Alejandra Benítez
Agencia Reforma

CDMX.- Juan Ignacio Dinenno es en un gladiador en la Concachampions, el delantero de Pumas guió la victoria de su equipo, 2-1, sobre Cruz Azul aunque el gol en los últimos minutos de Christian Tabó dejó la moneda en el aire.
Fueron 10 minutos en que Dinenno se conectó con el balón para anotar los dos tantos que pusieron a los universitarios a soñar con la Final.
Los días previos al partido, el goleador tuvo entrenamiento especial al lado de su hijo Loren, con el que practicó remates con la cabeza y al parecer le dieron resultado.
Ayer contó con fortuna en el primer tanto cuando el esférico le pegó para meterse en el arco de Sebastián Jurado, y unos segundos antes de irse al descanso, Alan Mozo le sirvió en bandeja el segundo.
Dinenno llegó a 7, un número que habla de su gran desempeño en la Concachampions, un torneo que se le ha dado a diferencia de la Liga, donde la fortuna no ha tocado su puerta.

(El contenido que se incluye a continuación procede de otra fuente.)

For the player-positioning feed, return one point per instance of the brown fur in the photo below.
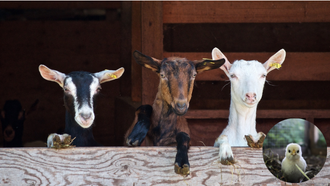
(168, 126)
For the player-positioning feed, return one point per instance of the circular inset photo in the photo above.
(294, 150)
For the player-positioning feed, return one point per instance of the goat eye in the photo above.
(66, 90)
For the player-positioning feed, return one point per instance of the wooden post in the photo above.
(136, 45)
(152, 45)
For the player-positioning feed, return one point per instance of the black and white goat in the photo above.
(12, 119)
(80, 89)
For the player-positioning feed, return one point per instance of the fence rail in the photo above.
(135, 166)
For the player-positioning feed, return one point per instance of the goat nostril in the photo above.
(181, 105)
(251, 96)
(8, 132)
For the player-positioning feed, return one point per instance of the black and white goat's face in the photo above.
(80, 89)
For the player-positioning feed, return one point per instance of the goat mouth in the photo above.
(250, 104)
(180, 111)
(83, 123)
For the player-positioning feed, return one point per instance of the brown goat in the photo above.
(163, 124)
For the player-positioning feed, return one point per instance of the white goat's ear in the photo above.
(52, 75)
(109, 75)
(275, 61)
(217, 54)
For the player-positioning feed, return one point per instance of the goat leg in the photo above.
(182, 165)
(141, 127)
(225, 152)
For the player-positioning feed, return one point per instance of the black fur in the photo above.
(13, 123)
(142, 126)
(83, 137)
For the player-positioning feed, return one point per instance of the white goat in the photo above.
(247, 80)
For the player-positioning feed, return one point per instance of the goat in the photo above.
(164, 123)
(12, 119)
(247, 80)
(80, 89)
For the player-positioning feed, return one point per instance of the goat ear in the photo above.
(217, 54)
(146, 61)
(109, 75)
(208, 64)
(275, 61)
(52, 75)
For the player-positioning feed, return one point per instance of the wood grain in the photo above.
(296, 67)
(135, 166)
(245, 12)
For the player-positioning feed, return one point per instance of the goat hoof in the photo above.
(227, 161)
(184, 170)
(132, 144)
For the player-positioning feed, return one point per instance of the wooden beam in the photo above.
(268, 114)
(152, 45)
(136, 45)
(136, 166)
(55, 5)
(309, 66)
(245, 12)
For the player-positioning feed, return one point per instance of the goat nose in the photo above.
(251, 96)
(8, 132)
(181, 105)
(86, 116)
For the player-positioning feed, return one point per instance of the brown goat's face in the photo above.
(177, 77)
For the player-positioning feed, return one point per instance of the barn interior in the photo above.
(93, 36)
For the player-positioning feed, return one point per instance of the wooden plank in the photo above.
(136, 75)
(309, 66)
(136, 166)
(245, 12)
(152, 45)
(280, 113)
(53, 5)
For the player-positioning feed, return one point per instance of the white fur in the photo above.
(247, 82)
(293, 157)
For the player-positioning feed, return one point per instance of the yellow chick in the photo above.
(293, 155)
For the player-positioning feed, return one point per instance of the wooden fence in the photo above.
(136, 166)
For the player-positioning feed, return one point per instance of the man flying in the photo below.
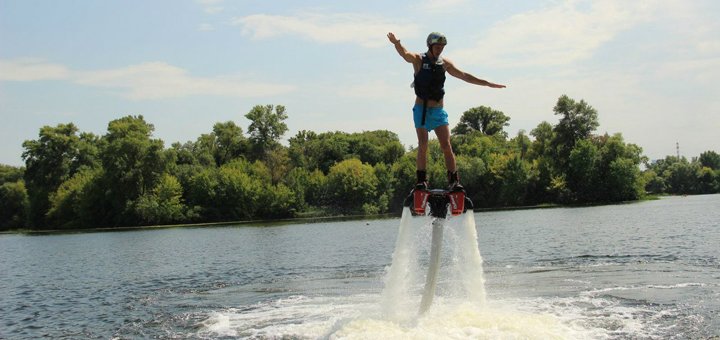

Éste fue uno de los mejores duelos de Mozo, a quien se le ha negado un llamado a la Selección Nacional, y aunque el lateral ha permanecido en silencio, la afición de Pumas habló por él.
Algunos se percataron de que, desde el Palomar, Gerardo Martino, técnico del Tricolor, observaba el partido, y con sonoros recuerdos familiares hicieron hincapié en su falta de sensibilidad para darle una oportunidad al elemento auriazul, quien en este encuentro confirmó que es el mejor pasador del equipo y de la Liga MX.
A los felinos les faltó concentración en la recta final, pues generaron varias oportunidades claras, pero no supieron concretarlas, y por un instante descuidaron la marca y apareció Tabó para recordarles que Cruz Azul está más vivo que nunca.